Bill Joy: Why the future doesn't need us (2004) - zengr
http://www.wired.com/wired/archive/8.04/joy_pr.html

======
bermanoid
Here's the problem with the "Let's just agree not to do this research!" plan
that everyone seems to suggest when they start thinking about existential
risks: when we're sitting around in 2030 with a million times more computing
power at our fingertips than we have today, constructing a workable AI just
isn't going to be that difficult of an engineering problem. We already know
the equations that we'd need to use do general intelligence, it's just that
they're not computable with finite computer power, so we'd have to do some
approximations, and at present it's not realistic because the approximation
schemes we know of would work too slowly. Pump up our computer power a million
times and these schemes start to become a lot more realistic, especially with
some halfway decent pruning heuristics.

It's bad enough that (IMO) by 2040 or so, any reasonably smart asshole in his
basement could probably do it on his laptop with access to only the reference
materials available _today_ ; I have no idea how you avoid that risk by making
some political agreement.
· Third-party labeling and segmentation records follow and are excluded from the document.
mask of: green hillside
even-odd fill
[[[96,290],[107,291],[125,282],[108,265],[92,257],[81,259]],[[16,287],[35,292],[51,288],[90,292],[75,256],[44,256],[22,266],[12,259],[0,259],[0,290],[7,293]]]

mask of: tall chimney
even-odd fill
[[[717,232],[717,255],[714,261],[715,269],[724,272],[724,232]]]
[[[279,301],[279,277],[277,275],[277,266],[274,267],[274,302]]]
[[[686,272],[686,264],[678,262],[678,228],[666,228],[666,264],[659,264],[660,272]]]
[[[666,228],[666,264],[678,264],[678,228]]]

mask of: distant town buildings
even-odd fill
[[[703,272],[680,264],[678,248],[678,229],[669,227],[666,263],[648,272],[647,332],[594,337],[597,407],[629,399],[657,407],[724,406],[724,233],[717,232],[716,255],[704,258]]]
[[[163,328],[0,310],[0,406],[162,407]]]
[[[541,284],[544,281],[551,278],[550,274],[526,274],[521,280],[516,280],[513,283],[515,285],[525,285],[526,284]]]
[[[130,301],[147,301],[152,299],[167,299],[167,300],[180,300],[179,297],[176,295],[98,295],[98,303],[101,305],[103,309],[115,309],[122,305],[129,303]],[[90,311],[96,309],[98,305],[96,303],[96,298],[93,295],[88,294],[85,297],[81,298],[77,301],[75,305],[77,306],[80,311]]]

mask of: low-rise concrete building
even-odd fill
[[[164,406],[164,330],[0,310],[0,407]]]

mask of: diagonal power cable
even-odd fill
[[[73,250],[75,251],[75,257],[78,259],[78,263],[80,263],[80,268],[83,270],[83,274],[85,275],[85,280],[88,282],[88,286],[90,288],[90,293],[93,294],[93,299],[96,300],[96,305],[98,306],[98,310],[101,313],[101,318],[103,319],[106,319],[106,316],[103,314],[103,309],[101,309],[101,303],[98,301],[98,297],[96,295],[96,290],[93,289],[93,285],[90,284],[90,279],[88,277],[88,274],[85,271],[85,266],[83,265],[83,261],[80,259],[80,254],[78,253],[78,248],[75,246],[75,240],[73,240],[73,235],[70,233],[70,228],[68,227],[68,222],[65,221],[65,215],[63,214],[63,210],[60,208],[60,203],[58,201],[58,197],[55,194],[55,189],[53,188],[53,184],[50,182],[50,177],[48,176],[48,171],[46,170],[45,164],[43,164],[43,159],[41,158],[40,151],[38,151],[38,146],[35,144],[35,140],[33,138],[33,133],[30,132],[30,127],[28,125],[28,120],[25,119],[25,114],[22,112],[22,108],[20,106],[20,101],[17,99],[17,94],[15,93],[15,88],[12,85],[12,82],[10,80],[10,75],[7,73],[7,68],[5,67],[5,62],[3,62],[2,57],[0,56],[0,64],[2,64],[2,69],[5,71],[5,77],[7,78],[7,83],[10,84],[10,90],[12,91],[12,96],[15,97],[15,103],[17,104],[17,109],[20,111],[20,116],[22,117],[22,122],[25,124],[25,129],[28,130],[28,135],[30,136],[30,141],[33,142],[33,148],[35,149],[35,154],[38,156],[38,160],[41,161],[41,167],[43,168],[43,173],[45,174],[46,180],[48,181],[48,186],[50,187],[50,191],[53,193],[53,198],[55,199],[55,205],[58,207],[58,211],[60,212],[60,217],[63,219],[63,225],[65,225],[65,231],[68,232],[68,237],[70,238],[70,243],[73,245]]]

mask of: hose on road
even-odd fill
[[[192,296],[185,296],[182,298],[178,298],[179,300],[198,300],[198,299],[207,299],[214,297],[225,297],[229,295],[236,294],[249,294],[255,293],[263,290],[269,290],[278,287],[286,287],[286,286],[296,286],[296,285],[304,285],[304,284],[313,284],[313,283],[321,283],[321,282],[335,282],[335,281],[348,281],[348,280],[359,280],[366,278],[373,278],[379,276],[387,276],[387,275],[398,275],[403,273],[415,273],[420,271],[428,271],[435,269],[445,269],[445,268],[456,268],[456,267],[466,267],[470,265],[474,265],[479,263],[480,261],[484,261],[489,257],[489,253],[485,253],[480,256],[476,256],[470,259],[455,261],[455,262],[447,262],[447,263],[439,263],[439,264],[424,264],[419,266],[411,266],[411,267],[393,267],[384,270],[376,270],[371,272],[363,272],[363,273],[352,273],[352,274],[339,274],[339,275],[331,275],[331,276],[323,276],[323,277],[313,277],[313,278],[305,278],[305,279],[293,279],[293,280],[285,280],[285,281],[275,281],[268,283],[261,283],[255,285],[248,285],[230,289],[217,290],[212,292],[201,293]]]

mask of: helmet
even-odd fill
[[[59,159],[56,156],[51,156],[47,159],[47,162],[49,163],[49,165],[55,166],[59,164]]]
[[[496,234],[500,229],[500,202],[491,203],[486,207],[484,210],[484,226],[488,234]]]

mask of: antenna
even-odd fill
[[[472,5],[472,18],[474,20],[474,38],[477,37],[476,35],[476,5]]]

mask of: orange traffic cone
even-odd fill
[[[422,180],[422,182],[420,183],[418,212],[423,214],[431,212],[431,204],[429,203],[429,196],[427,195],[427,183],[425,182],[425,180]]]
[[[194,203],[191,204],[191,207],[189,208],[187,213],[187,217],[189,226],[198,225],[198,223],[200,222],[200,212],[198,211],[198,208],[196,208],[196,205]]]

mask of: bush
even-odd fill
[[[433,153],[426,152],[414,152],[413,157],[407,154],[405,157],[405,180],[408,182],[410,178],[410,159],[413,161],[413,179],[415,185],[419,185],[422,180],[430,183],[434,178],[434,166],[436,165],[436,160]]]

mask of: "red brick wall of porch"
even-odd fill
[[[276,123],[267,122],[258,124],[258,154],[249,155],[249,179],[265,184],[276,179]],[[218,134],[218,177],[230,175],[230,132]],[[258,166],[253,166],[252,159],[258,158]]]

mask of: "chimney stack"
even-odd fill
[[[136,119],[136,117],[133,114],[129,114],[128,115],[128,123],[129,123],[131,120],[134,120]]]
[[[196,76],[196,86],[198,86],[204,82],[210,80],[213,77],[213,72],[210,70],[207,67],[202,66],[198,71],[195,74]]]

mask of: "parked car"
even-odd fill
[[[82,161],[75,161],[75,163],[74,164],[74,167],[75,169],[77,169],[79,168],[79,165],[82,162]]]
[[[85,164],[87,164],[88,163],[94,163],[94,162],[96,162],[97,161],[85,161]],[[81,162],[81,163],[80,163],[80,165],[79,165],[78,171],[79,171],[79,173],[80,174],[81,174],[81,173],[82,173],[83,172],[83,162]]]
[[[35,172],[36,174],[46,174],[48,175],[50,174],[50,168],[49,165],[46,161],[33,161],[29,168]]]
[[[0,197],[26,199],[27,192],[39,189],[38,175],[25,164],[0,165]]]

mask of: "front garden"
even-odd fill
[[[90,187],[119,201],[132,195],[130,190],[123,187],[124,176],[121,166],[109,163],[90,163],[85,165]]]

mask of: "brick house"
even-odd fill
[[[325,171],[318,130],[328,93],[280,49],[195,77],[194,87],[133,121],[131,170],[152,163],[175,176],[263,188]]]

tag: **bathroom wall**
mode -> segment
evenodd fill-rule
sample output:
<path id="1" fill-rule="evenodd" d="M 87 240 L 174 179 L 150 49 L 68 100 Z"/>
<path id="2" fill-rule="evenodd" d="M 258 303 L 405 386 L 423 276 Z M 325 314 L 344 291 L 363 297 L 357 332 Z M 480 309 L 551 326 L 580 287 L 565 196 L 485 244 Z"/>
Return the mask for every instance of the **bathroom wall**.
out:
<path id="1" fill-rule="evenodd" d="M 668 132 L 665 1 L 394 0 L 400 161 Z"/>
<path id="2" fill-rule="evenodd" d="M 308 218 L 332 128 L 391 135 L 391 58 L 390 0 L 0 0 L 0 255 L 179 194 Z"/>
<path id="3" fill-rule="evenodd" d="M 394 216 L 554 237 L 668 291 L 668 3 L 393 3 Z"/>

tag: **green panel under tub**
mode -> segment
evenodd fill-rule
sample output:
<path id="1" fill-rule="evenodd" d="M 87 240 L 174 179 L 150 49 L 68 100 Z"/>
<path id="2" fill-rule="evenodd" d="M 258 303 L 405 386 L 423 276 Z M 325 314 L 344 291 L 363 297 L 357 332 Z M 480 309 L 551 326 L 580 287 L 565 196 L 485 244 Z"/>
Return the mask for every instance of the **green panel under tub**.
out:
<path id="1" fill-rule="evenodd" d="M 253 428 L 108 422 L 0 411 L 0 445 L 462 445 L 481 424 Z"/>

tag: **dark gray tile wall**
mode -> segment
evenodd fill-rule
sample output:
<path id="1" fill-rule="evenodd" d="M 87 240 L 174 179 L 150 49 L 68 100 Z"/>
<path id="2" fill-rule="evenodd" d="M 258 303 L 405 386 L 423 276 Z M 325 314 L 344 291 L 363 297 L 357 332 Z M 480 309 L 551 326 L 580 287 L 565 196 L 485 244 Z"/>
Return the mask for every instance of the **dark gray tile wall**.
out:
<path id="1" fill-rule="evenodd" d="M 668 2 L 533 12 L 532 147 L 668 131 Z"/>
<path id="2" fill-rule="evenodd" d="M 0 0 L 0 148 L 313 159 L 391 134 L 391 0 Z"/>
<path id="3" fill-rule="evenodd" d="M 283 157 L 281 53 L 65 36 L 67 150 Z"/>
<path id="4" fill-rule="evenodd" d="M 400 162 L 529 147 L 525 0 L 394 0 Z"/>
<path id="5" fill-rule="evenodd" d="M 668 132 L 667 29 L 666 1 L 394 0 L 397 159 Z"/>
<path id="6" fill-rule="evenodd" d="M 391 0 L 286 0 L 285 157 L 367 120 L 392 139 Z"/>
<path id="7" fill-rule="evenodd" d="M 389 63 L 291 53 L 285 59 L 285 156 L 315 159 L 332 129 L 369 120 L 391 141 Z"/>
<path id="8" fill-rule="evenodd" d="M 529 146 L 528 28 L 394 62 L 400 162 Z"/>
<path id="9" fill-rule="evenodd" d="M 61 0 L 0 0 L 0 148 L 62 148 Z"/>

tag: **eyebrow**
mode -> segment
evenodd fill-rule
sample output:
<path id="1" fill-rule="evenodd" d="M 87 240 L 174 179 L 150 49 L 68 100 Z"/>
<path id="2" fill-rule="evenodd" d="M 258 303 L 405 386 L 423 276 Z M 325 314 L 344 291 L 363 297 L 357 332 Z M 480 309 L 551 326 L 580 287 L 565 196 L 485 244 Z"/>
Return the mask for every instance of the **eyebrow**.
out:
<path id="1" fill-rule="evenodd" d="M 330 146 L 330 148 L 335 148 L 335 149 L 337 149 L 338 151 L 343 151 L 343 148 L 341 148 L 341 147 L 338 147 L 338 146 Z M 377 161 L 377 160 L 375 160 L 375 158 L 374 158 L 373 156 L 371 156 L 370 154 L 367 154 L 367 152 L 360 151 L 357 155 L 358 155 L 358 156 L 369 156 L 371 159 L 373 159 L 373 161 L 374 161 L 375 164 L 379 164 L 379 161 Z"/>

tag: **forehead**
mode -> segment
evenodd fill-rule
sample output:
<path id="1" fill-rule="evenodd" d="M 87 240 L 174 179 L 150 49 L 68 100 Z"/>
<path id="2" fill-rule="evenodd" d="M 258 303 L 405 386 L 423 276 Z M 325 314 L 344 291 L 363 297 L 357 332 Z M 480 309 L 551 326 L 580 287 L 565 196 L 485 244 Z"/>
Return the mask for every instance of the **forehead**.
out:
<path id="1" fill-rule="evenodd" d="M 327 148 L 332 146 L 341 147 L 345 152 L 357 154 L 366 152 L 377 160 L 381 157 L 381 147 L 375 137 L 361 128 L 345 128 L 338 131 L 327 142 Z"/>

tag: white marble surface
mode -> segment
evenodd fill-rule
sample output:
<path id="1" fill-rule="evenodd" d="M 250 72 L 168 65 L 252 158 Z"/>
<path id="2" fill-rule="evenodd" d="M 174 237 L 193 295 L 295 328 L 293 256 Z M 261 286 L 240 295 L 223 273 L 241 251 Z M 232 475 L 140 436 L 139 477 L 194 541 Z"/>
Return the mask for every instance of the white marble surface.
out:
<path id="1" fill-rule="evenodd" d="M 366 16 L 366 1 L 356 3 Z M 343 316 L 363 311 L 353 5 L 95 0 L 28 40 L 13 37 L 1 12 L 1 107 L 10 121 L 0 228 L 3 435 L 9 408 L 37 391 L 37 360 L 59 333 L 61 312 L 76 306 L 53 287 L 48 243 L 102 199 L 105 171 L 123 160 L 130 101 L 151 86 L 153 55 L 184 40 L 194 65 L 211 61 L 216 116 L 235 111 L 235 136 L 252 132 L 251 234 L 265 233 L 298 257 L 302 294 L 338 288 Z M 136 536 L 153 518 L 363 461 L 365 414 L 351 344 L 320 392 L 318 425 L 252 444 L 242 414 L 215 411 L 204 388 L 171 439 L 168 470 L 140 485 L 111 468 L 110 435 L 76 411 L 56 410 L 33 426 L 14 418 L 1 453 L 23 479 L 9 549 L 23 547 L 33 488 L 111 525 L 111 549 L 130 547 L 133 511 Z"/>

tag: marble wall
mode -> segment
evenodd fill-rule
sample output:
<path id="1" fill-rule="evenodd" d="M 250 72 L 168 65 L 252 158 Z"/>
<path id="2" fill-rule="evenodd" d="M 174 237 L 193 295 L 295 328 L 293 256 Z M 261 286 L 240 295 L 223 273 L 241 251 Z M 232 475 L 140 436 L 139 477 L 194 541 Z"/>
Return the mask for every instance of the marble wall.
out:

Hell, ban the research altogether on pain of death,
and there's still going to be some terrorist team working on it somewhere (and
that's even if all the governments actually stop work on it, which they
won't).

The only positive way out of this is to go to great pains to figure out how to
design safe (friendly) AI, and to do so while it's still too difficult for
random-dude-with-a-botnet to achieve (and preferably we should do it before
the governments of the world see it as feasible enough to throw military
research dollars at). We need to tackle the problem while it's still a
difficult software problem, not a brute-force one that can be cracked by
better hardware.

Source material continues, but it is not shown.